I am happy to elaborate what I think the form of the answer would be within
the system I have been presenting. However, I want to be clear that this is
one of the possible answers within the larger system being presented.
Caveat accepted? Ok.

My inclination would be to assert that hunger, pain, anxiety, etc. are
exactly whatever it is that we are responding to when we experience *someone
else* a hungry, in pain, anxious, etc. I am further inclined to assert that
one "knows" when one's self is hungry, in pain, anxious, etc., when you
perceive that you are doing those same sorts of things. That is, that
self-perception and other-perception are the same type of processes.
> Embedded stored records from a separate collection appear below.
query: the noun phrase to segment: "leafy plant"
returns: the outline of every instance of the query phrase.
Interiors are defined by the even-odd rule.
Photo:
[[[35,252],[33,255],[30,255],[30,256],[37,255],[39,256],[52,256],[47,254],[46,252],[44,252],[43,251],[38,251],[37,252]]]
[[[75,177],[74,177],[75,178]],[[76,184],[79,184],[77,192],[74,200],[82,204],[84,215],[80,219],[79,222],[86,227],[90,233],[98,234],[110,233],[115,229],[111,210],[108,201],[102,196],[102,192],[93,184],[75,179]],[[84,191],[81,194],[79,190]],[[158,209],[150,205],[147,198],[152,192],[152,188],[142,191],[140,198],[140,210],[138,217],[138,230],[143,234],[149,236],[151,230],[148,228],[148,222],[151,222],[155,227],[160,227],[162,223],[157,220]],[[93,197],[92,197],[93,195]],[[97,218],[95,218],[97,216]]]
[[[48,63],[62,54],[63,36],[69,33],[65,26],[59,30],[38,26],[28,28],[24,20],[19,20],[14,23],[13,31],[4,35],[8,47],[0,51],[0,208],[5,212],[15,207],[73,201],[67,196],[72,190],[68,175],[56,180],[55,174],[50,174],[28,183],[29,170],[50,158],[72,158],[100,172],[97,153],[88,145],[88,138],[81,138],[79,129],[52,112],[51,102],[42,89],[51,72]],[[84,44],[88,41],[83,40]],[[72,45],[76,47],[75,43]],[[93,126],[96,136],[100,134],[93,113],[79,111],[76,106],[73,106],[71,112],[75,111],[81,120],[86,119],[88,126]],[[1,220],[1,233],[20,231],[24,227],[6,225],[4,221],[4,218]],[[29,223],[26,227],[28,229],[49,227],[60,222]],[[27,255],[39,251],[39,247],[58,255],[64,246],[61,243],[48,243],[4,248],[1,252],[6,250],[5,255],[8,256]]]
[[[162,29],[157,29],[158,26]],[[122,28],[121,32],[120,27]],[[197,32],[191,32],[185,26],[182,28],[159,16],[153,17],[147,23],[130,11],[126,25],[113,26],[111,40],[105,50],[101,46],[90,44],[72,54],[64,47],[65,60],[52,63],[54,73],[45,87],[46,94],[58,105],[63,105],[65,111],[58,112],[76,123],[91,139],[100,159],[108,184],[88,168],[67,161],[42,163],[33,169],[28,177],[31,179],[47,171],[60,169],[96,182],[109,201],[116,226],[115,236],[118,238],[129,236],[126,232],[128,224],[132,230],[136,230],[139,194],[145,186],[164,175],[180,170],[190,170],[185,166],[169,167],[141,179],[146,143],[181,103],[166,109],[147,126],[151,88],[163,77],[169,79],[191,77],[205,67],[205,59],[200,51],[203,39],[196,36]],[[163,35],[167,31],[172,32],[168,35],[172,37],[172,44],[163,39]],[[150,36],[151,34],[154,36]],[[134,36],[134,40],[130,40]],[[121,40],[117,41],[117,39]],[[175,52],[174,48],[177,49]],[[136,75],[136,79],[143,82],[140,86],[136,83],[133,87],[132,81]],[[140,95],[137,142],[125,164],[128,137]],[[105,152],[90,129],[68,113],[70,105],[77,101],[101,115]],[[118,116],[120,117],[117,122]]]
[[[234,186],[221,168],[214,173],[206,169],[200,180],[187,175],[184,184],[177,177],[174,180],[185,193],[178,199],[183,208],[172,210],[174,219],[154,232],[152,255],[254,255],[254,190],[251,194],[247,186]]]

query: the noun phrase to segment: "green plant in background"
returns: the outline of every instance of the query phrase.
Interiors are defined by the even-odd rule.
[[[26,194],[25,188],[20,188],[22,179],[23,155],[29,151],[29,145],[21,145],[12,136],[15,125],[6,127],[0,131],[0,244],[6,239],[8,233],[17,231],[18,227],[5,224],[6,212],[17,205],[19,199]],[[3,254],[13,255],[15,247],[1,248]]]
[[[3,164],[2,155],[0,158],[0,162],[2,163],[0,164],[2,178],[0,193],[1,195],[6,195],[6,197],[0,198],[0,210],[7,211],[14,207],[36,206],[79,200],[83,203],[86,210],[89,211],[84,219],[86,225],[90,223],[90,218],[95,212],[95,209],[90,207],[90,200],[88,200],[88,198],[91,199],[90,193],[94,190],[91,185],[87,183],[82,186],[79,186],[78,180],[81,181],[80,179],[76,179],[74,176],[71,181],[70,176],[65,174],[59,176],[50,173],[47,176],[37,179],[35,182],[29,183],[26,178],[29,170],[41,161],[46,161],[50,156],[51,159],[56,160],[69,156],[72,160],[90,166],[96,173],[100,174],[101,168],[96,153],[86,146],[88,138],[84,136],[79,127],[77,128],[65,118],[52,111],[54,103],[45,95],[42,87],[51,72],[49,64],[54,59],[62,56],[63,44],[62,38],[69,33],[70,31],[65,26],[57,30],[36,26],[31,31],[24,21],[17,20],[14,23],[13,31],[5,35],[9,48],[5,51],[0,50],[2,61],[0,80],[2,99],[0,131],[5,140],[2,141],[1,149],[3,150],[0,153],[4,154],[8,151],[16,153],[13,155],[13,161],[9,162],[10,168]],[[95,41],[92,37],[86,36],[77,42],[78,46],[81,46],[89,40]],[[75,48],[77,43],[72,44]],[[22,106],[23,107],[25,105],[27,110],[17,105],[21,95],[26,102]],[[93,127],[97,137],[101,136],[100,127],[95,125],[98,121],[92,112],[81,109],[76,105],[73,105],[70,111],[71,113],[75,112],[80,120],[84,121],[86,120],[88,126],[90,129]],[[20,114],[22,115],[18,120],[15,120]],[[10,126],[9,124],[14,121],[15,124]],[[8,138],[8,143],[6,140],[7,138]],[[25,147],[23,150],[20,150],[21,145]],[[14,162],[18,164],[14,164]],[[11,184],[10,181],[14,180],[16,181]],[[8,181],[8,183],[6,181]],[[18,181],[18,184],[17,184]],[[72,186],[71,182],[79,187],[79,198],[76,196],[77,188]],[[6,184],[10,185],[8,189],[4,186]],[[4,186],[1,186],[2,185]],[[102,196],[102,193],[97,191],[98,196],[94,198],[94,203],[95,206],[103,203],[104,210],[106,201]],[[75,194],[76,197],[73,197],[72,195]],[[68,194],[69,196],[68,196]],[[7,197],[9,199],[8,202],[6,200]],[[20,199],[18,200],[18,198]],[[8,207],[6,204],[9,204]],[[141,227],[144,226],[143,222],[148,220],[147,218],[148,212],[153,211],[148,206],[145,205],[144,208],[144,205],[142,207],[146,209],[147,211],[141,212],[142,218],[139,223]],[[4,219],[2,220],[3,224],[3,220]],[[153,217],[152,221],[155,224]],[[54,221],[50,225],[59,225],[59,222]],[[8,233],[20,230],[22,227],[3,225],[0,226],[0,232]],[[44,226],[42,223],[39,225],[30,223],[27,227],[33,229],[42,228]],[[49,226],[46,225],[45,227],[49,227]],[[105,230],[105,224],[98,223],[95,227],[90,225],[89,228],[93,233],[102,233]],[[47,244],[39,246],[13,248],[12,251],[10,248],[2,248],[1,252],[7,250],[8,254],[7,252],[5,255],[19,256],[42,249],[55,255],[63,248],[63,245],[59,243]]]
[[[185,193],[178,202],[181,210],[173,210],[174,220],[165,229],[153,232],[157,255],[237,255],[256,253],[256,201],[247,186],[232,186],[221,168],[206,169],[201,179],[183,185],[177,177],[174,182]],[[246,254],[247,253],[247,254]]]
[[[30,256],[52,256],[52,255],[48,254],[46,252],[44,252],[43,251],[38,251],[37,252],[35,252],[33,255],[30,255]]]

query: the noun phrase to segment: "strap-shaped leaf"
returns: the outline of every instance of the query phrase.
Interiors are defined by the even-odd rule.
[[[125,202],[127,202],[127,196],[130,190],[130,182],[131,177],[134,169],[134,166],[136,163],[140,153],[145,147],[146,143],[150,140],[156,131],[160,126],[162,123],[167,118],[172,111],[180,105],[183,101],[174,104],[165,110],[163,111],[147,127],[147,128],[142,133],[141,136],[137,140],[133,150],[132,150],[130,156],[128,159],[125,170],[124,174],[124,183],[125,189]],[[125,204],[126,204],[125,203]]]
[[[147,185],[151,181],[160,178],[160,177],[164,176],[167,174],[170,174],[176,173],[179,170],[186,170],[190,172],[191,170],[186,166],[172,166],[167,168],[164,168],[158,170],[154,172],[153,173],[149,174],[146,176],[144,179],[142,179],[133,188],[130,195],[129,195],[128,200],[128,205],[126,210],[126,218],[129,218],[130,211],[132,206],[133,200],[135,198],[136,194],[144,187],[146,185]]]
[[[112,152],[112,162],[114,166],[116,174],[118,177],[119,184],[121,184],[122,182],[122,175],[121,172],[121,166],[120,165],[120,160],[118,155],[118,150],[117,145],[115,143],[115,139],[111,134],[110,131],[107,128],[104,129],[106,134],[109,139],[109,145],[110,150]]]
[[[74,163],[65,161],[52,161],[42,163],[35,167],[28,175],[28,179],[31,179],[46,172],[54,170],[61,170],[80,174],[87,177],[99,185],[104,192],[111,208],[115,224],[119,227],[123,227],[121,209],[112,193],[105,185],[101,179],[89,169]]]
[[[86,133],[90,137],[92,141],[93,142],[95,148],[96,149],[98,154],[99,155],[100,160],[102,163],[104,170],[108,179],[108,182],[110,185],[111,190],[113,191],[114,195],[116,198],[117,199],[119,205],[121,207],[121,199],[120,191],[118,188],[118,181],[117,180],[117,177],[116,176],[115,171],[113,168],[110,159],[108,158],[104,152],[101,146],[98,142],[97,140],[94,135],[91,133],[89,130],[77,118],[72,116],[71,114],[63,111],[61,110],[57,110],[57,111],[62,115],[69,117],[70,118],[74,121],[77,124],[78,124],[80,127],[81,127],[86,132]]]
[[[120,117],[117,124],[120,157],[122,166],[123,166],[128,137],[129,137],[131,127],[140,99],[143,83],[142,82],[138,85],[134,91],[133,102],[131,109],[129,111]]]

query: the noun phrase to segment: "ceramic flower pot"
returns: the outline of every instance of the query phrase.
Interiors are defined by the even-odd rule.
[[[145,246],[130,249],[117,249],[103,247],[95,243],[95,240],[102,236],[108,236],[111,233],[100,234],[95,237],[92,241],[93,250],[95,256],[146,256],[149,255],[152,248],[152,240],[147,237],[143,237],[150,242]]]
That set up has the benefit, among other things, of making the question you
raise a clearly scientifically tractable issue. There should be no
difference in how we go about trying to answer the question "what is iron"
or "what is gorilla" or "what is the rate of sea level rise" and how we go
about answering the question "what is hunger." Point to the thing in the
real world, and we will do our best to try to figure out what you are
pointing at. We answer by observing the labeled phenomenon, and by poking
and prodding it in various systematic ways.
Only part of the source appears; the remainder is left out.